Bitcoin’s recent surge back to the $71,000 mark has left traders surprised and optimistic, following one of the largest accumulation days in years. Blockchain analytics firm Santiment reported a significant rebound on March 25, attributing it to a massive accumulation by key stakeholders over the weekend.
The term ‘sharks’ and ‘whales,’ referring to wallets holding between 10 and 10,000 coins, amassed 51,959 Bitcoins on March 24, amounting to approximately $3.4 billion at the time.

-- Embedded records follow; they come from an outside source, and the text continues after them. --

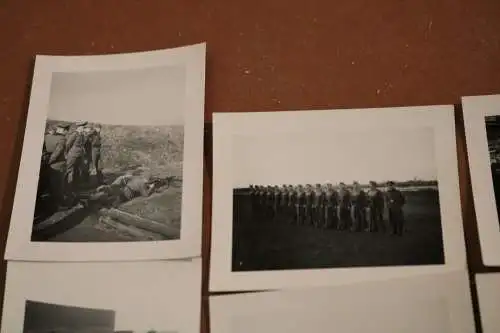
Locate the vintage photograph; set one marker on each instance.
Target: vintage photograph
(482, 132)
(106, 179)
(493, 136)
(42, 317)
(309, 200)
(112, 158)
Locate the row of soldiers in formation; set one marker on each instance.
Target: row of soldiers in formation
(343, 208)
(68, 159)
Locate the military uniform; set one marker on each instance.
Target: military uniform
(55, 146)
(269, 203)
(292, 199)
(74, 158)
(375, 210)
(300, 207)
(283, 203)
(330, 208)
(96, 144)
(358, 210)
(395, 201)
(276, 203)
(87, 158)
(343, 209)
(309, 197)
(318, 203)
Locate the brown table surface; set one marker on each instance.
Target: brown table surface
(267, 56)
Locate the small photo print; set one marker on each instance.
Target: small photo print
(493, 136)
(107, 179)
(42, 317)
(310, 200)
(112, 160)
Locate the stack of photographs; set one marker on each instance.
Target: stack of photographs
(111, 172)
(338, 212)
(482, 129)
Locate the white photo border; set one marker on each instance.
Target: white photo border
(19, 244)
(165, 295)
(475, 110)
(452, 288)
(225, 125)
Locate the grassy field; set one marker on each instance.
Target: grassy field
(272, 246)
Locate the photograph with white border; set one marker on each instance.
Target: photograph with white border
(141, 297)
(488, 294)
(438, 303)
(119, 144)
(482, 132)
(273, 225)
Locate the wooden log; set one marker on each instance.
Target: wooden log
(141, 223)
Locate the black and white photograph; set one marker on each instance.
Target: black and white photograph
(328, 197)
(493, 135)
(42, 317)
(356, 199)
(488, 293)
(482, 132)
(117, 147)
(103, 180)
(437, 303)
(102, 297)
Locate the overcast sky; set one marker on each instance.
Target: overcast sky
(300, 158)
(151, 96)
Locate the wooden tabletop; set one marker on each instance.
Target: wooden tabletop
(268, 56)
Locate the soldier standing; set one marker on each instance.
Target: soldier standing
(358, 207)
(276, 202)
(74, 157)
(343, 207)
(395, 201)
(96, 153)
(375, 209)
(269, 203)
(55, 145)
(309, 196)
(283, 202)
(290, 205)
(330, 206)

This accumulation represented 0.263% of the total available supply in just one day, signaling a strong bullish sentiment among major players in the market.

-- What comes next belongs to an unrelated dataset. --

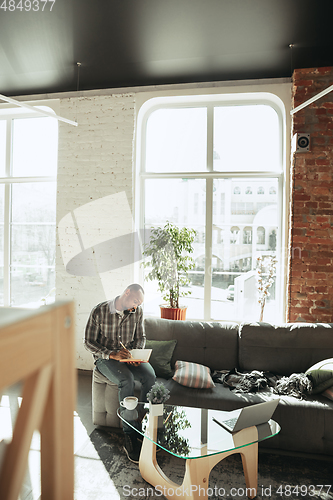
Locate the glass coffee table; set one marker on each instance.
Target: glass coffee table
(192, 434)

With the Bitcoin halving looming approximately three weeks away on or around April 19, analysts anticipate continued growth in these wallets, potentially driving positive impacts on the overall cryptocurrency market. Despite concerns about a more substantial pre-halving retrace, Bitcoin only experienced a modest 17% decline from its March 14 all-time high of $73,738, reaching a low of $61,494 on March 20, according to CoinGecko.
Technical analyst ‘Rekt Capital’ pointed out that if this recent rebound marks the end of the pre-halving retrace, Bitcoin’s performance closely mirrors its 2020 pre-halving retracement. In the current cycle, Bitcoin pulled back by approximately -18%, nearly matching the -19% retracement observed in 2020.
“Bitcoin’s resilience during this period is notable, suggesting a potentially shallower and shorter pre-halving retrace compared to historical trends,” stated ‘Rekt Capital,’ who had previously forecasted a milder retracement leading up to the halving event.
The sudden accumulation and subsequent price recovery have sparked renewed optimism among traders and investors, who are now closely monitoring Bitcoin’s movements as it approaches the highly anticipated halving event. Market dynamics, coupled with growing institutional interest, continue to shape the narrative around Bitcoin’s resilience and long-term prospects within the cryptocurrency ecosystem.